Skardu, Gilgit Baltistan,
Muhammad Ali Sadpara and two other mountaineers John Snorri from Iceland and Juan Pablo Mohr from Chile had gone missing on Saturday after which a search operation to retrieve them was launched.
It had been reported two days ago that Sadpara and his team had successfully summited the 8,611-metre K2, the world’s second-highest mountain, late Friday, a month after their first attempt failed.
Helicopters flew to a height of 7,000 metres on Saturday afternoon in their attempt to locate the missing mountaineers but were unable to find any clue to their whereabouts.
Pakistan Army’s continued their search for Pakistani mountaineer Muhammad Ali Sadpara, Iceland’s John Snorri and Chile’s Juan Pablo Mohr for the third day with helicopters hoping to locate the missing men alive.
Gilgit Baltistan’s Home Secretary Muhammad Ali Randhawa shared pictures taken of the K2 on the Pakistan Army Aviation Helicopters during the search operation.
— Muhammad Ali Randhawa (@RandhawaAli) February 8, 2021
Earlier, Randhawa had tweeted that the third-day helicopter search mission by Pakistan Army aviation began at 9:30 am.

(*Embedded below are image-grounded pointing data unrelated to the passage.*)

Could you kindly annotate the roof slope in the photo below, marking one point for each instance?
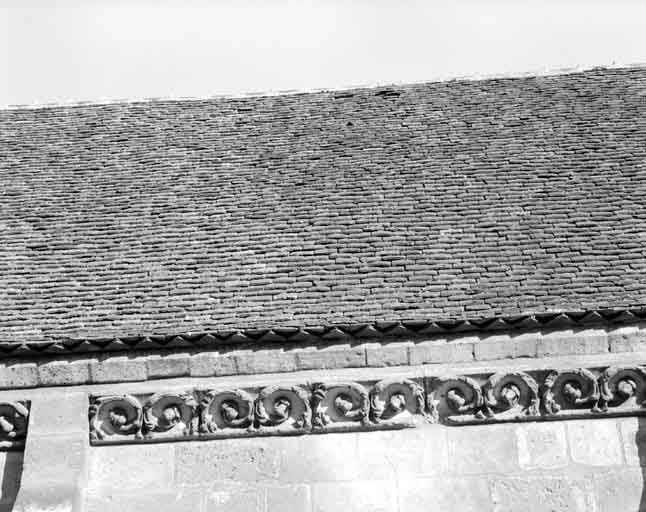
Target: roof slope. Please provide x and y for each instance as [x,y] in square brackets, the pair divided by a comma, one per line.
[462,199]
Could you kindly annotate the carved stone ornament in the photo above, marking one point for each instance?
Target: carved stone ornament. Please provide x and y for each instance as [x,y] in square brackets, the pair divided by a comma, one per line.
[225,410]
[169,415]
[339,405]
[14,417]
[397,401]
[283,408]
[511,396]
[623,389]
[116,416]
[570,392]
[455,400]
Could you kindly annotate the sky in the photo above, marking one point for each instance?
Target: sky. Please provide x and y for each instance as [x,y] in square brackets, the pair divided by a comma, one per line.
[54,51]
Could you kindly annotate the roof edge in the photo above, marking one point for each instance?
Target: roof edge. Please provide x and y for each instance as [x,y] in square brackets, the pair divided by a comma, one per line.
[542,72]
[332,333]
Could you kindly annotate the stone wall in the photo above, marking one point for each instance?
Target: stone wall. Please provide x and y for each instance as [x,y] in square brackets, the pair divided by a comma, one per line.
[574,466]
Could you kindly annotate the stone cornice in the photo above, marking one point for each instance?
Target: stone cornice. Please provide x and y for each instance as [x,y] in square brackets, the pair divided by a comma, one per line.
[341,333]
[503,396]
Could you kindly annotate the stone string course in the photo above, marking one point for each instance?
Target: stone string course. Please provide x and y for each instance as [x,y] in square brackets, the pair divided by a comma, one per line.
[330,334]
[250,359]
[506,396]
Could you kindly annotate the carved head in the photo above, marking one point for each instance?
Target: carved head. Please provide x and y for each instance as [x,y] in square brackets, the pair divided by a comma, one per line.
[510,395]
[229,410]
[171,415]
[118,417]
[282,407]
[572,391]
[626,387]
[397,402]
[343,404]
[455,399]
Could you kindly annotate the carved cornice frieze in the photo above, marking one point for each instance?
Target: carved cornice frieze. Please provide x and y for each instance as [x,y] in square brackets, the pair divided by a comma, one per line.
[515,396]
[396,329]
[14,419]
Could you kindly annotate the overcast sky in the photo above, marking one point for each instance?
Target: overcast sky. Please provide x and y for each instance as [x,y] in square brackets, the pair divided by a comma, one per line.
[72,50]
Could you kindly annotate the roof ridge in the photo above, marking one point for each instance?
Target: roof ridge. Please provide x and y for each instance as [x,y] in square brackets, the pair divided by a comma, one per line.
[542,72]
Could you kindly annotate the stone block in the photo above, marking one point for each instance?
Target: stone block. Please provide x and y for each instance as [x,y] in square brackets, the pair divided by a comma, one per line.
[211,364]
[161,500]
[265,361]
[440,352]
[620,491]
[390,453]
[387,354]
[594,443]
[65,413]
[542,445]
[64,373]
[373,496]
[330,357]
[293,498]
[130,468]
[494,347]
[556,494]
[318,458]
[241,460]
[629,338]
[18,375]
[483,449]
[10,474]
[526,344]
[119,369]
[172,365]
[234,499]
[633,440]
[568,342]
[444,494]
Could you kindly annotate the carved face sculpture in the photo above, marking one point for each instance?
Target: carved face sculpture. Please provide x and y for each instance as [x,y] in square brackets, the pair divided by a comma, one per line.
[171,415]
[229,410]
[343,404]
[572,392]
[397,402]
[455,399]
[282,407]
[626,388]
[118,417]
[510,395]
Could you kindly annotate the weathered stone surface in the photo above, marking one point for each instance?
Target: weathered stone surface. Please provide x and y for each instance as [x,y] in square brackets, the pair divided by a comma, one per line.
[391,454]
[293,498]
[620,491]
[482,449]
[375,496]
[542,445]
[539,494]
[130,468]
[594,443]
[236,459]
[463,494]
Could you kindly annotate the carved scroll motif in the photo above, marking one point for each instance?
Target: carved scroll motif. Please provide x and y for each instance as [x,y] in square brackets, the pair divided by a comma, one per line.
[397,402]
[226,410]
[170,415]
[570,392]
[116,416]
[338,406]
[511,396]
[283,408]
[455,400]
[622,389]
[14,417]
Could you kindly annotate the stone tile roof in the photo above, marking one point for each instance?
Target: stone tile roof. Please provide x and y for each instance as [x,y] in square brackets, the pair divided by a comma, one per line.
[442,201]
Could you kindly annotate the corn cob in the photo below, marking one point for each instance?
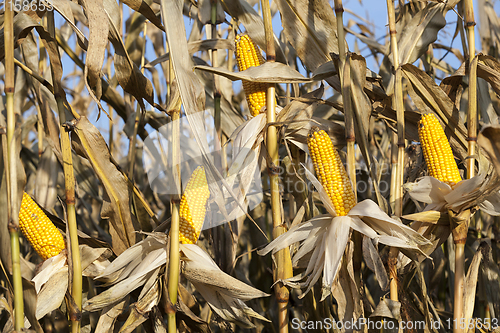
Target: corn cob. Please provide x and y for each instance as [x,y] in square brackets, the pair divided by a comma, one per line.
[437,151]
[193,207]
[42,234]
[330,171]
[248,55]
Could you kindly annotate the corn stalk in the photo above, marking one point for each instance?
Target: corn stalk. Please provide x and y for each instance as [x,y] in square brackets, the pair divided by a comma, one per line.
[174,259]
[69,181]
[283,269]
[461,227]
[13,213]
[397,101]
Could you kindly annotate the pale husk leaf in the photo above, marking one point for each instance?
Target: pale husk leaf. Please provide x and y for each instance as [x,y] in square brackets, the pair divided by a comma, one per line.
[200,268]
[373,261]
[49,268]
[339,229]
[272,72]
[98,41]
[346,292]
[52,293]
[321,190]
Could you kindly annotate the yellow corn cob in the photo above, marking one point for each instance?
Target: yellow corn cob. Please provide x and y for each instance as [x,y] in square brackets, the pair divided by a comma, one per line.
[330,171]
[437,150]
[42,234]
[193,207]
[248,55]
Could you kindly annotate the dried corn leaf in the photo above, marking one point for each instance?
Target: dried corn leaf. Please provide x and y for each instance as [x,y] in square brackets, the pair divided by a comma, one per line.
[30,305]
[388,308]
[64,8]
[89,142]
[144,8]
[274,72]
[471,281]
[52,294]
[128,75]
[108,317]
[148,269]
[205,12]
[98,41]
[46,179]
[345,291]
[253,23]
[422,30]
[139,311]
[223,292]
[373,261]
[427,95]
[310,26]
[193,98]
[5,254]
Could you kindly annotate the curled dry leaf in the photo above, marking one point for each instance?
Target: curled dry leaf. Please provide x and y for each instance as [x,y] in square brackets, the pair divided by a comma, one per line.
[89,142]
[224,293]
[311,28]
[273,72]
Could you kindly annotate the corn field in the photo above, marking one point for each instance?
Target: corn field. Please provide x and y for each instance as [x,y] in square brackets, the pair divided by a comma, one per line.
[249,166]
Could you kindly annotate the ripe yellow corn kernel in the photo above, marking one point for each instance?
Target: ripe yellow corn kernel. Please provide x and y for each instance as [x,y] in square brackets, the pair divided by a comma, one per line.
[42,234]
[437,150]
[330,171]
[248,55]
[193,207]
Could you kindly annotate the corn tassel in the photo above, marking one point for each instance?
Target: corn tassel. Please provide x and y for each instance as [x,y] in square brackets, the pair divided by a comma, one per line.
[42,234]
[248,55]
[330,171]
[437,151]
[193,207]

The secretary had shared the update after the helicopters had reached the basecamp.
On Sunday, Sajid Ali Sadpara, the son of Muhammad Ali Sadpara, who safely climbed down and reached Skardu, had said that the chances of his father being alive “are next to none”.
In a conversation with reporters in Skardu, where he arrived earlier on Sunday, Sajid said: “Rescue operations now only make sense if they are carried out to bring back his body. Otherwise, the chance for anyone to survive at 8,000 meters after being missing for two to three days are next to none.”
Sajid said that a team of four mountaineers began their climb at around 11pm-12am on February 5 the night between Thursday and Friday.
“Unfortunately, I was without oxygen and at a height of about 8,200 meters in the winter. I felt like my health was getting affected as well as my mental well being.”
“My father was carrying another oxygen tank which he offered me to use. But as I began fitting the oxygen mask regulator, it leaked. So, I had to climb down,” he narrated.
Sajid said that the last time he saw his father was at the bottleneck at around 8,200-8,300 meters, the most “technical portion” of the climb, at around 11am on Friday.
“I’m sure he summited the peak and was on his way back after which he encountered an accident which is why he is missing,” he said.